As long as the teachers are willing to be mindful that he is younger, I would put him in the 3 year old class. In preschool, it is better for kids to be with kids who are their age or a L. older versus, younger. If for some reason, he doesn't do well in the older class you can put him with the 2 year olds then.

HOWEVER... when he starts kinder I would consider his emotional maturity and impulse before I would start him. My son's birthday is in late August, so he turned 5 right before beginning kindergarten. Looking back I wish that I would have kept him back and put him in a good academic preschool for a year. I am not typically a fan of academic programs for kids at preschool age, but if they are old enough to start kinder but not mature enough or ready for some other reason I think it's beneficial to have them in a program that prepares them for kindergarten, and has them practicing things like writing and math concepts.

In my experience, I went ahead and put my son in kinder at barely 5. He was ready in many ways, but does struggle to keep up and usually by the latter part of the year really gets caught up and does well.

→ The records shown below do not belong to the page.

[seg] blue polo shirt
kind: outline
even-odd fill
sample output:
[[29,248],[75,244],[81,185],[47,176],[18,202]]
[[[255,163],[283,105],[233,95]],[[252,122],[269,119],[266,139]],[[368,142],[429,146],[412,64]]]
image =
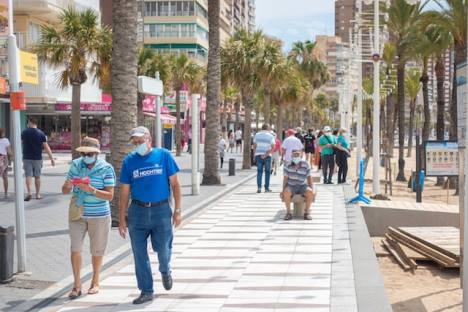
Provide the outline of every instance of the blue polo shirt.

Our job is to keep those skills strong in the summer so he doesn't start the next grade being behind. It's a though thing to do in the summer because there isn't the structure of school. He also tend to have a difficult time with teachers who don't understand boys and have a high expectation for behavior. They forget that he is younger (or don't care) and I have to be a stronger advocate for him so they understand what he needs. Otherwise he is frustrated and the teacher is too. These are all battles I didn't have to fight with my daughter who is a January baby (therefore one of the older ones in her class). The only advantage my son has is that he's a second child.

Good luck... follow you gut, mama. You know your son better than anyone~ even the "professionals" and you sometimes have to push for what you know is best for him, despite what other people say.